|
HP OpenVMS Cluster Systems
C.5 Diagnosing LAN Component Failures
Section D.5 provides troubleshooting techniques for LAN component
failures (for example, broken LAN bridges). That appendix also
describes techniques for using the Local Area OpenVMS Cluster Network
Failure Analysis Program.
Intermittent LAN component failures (for example, packet loss) can
cause problems in the NISCA transport protocol that delivers System
Communications Services (SCS) messages to other nodes in the OpenVMS
Cluster. Appendix F describes troubleshooting techniques and
requirements for LAN analyzer tools.
C.6 Diagnosing Cluster Hangs
Conditions like the following can cause a OpenVMS Cluster computer to
suspend process or system activity (that is, to hang):
C.6.1 Cluster Quorum is Lost
The OpenVMS Cluster quorum algorithm coordinates activity among OpenVMS
Cluster computers and ensures the integrity of shared cluster
resources. (The quorum algorithm is described fully in Chapter 2.)
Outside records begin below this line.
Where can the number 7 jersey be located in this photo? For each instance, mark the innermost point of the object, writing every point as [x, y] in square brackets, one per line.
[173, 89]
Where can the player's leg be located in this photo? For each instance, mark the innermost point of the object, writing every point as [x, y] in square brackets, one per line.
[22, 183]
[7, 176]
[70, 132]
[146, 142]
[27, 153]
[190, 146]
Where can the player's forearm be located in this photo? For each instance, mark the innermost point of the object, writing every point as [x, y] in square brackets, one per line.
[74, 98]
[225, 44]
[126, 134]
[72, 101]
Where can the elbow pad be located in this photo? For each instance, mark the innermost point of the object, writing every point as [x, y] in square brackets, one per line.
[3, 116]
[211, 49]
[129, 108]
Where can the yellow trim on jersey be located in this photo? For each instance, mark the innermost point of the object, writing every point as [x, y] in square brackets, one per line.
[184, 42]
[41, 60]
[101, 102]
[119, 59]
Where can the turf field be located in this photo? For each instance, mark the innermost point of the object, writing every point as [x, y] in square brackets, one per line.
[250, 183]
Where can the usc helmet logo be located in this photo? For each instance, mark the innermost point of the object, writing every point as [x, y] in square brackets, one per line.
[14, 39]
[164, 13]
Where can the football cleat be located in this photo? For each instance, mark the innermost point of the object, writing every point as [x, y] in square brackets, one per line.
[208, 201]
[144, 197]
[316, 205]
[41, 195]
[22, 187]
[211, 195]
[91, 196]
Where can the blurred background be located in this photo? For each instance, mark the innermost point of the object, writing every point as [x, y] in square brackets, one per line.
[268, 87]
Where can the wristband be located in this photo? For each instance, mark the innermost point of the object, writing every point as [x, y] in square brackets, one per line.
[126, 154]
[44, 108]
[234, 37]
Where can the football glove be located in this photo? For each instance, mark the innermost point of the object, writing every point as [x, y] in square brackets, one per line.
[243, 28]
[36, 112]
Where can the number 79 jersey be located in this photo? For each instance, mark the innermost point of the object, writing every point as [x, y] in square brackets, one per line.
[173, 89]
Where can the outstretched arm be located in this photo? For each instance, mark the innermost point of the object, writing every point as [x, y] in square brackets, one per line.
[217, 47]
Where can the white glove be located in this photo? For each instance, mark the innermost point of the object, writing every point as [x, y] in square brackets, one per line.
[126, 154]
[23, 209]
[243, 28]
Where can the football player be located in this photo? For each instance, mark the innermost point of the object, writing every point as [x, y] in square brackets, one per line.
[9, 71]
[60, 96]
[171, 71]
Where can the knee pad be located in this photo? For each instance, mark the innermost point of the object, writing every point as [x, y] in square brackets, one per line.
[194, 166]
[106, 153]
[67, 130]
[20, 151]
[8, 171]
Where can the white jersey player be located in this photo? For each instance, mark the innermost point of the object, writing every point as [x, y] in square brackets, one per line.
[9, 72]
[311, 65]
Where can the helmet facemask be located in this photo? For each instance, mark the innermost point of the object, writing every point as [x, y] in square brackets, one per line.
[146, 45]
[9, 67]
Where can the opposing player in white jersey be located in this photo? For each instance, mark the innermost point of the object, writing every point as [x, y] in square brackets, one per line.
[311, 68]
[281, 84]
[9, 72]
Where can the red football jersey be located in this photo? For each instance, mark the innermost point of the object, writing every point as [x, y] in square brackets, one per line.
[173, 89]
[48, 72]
Quorum is checked after any change to the cluster configuration---for
example, when a voting computer leaves or joins the cluster. If quorum
is lost, process and I/O activity on all computers in the cluster are
blocked.
Information about the loss of quorum and about clusterwide events that
cause loss of quorum are sent to the OPCOM process, which broadcasts
messages to designated operator terminals. The information is also
broadcast to each computer's operator console (OPA0), unless broadcast
activity is explicitly disabled on that terminal. However, because
quorum may be lost before OPCOM has been able to inform the operator
terminals, the messages sent to OPA0 are the most reliable source of
information about events that cause loss of quorum.
If quorum is lost, you might add or reboot a node with additional votes.
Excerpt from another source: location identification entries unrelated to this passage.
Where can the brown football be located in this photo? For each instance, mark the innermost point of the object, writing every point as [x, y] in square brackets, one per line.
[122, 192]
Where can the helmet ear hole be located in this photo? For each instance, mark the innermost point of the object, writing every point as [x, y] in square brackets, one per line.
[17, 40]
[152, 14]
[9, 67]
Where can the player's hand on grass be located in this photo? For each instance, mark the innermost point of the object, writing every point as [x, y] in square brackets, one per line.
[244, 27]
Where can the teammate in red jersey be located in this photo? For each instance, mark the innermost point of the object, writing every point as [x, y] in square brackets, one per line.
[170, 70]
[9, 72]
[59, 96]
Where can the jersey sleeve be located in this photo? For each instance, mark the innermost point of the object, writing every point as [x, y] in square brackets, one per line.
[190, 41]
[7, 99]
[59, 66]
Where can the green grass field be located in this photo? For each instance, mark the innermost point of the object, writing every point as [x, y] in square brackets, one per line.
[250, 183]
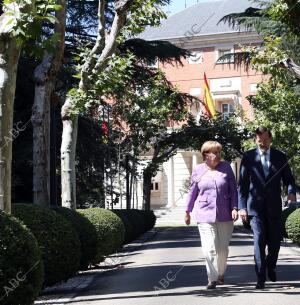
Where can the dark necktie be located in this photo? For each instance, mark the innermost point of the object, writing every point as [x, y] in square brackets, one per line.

Reference: See also the information about cluster
quorum in Section 10.11.
C.6.2 Inaccessible Cluster Resource
Access to shared cluster resources is coordinated by the distributed
lock manager. If a particular process is granted a lock on a resource
(for example, a shared data file), other processes in the cluster that
request incompatible locks on that resource must wait until the
original lock is released. If the original process retains its lock for
an extended period, other processes waiting for the lock to be released
may appear to hang.
Occasionally, a system activity must acquire a restrictive lock on a
resource for an extended period. For example, to perform a volume
rebuild, system software takes out an exclusive lock on the volume
being rebuilt. While this lock is held, no processes can allocate space
on the disk volume. If they attempt to do so, they may appear to hang.
Access to files that contain data necessary for the operation of the
system itself is coordinated by the distributed lock manager. For this
reason, a process that acquires a lock on one of these resources and is
then unable to proceed may cause the cluster to appear to hang.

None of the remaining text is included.